- Born: 10 January 1977 (age 49) Cardiff, Wales
- Occupation: Television presenter
- Known for: Presenting CBeebies (2009–2016)

= Alex Winters =

Welsh television presenter (born 1977)

Alex Winters (born 10 January 1977, Cardiff, Wales) is a Welsh children's television presenter and actor.

Winters studied Drama and Theatre Studies with Psychology in Liverpool before he worked on a range of theatre projects and as a supporting artist in the locally filmed programmes Torchwood and Doctor Who.

Winters was named as one of two new continuity presenters for Discover and Do and The Bedtime Hour on the BBC children's channel CBeebies, alongside Cerrie Burnell. His first presentation links were broadcast on 26 January 2009. Winters left presenting CBeebies in 2016.
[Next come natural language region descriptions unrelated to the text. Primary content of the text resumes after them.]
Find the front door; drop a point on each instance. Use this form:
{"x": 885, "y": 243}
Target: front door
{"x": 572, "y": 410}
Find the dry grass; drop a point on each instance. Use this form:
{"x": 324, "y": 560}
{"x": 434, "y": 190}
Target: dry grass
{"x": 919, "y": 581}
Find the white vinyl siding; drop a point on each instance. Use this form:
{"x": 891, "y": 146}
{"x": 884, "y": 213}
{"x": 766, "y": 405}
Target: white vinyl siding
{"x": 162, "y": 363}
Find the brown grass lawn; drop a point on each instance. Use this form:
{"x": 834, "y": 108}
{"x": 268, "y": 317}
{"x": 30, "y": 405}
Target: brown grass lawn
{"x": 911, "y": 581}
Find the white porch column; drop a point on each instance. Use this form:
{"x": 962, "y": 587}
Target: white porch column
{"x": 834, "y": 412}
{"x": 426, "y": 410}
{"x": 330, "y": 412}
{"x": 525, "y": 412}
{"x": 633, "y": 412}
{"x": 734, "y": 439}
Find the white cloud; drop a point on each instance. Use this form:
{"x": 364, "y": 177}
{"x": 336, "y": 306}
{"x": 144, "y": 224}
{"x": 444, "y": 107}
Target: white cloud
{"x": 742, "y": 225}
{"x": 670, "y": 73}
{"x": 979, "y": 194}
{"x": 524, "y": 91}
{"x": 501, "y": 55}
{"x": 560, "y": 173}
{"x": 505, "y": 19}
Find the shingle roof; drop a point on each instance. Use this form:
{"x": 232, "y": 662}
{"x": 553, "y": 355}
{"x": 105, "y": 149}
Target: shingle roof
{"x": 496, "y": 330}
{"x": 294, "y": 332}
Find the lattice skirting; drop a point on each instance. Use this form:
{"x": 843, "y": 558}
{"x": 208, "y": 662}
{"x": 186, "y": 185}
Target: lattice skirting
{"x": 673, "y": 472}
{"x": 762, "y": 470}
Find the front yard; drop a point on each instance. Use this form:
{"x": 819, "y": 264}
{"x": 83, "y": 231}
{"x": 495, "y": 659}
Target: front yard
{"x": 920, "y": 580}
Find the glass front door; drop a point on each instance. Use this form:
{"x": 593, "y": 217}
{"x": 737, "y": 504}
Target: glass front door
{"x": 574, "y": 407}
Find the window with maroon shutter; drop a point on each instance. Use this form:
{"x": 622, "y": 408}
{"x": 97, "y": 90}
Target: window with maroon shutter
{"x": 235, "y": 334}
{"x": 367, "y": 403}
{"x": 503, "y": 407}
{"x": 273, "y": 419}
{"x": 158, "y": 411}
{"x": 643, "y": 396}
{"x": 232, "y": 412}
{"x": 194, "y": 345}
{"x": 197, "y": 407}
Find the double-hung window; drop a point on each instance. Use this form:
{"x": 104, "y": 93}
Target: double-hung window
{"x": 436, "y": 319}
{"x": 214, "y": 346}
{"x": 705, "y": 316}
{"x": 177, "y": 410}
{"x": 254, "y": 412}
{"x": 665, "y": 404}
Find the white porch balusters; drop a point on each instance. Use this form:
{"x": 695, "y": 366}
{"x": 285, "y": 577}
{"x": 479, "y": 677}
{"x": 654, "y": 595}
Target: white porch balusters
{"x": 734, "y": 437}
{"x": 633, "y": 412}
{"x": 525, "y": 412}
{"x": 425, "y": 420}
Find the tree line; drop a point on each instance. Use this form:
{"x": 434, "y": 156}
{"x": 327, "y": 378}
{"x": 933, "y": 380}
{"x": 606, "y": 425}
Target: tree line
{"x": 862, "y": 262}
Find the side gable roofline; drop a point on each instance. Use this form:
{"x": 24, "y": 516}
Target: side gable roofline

Winters was one of eight celebrities chosen to participate in an intense week learning Welsh in an eco-friendly chic campsite in Pembrokeshire, in the series cariad@iaith:love4language shown on S4C in May 2012.

After leaving CBeebies, Winters went on to found Gung-Ho!, an inflatable obstacle race company.

In 2016, Alex was interviewed by Mormon Stories Podcast about his upbringing and his journey away from Mormonism.

In 2021, he was the floor manager of Series 5 of CBeebies programme Justin's House.

In 2022, he starting working in international sport presentation.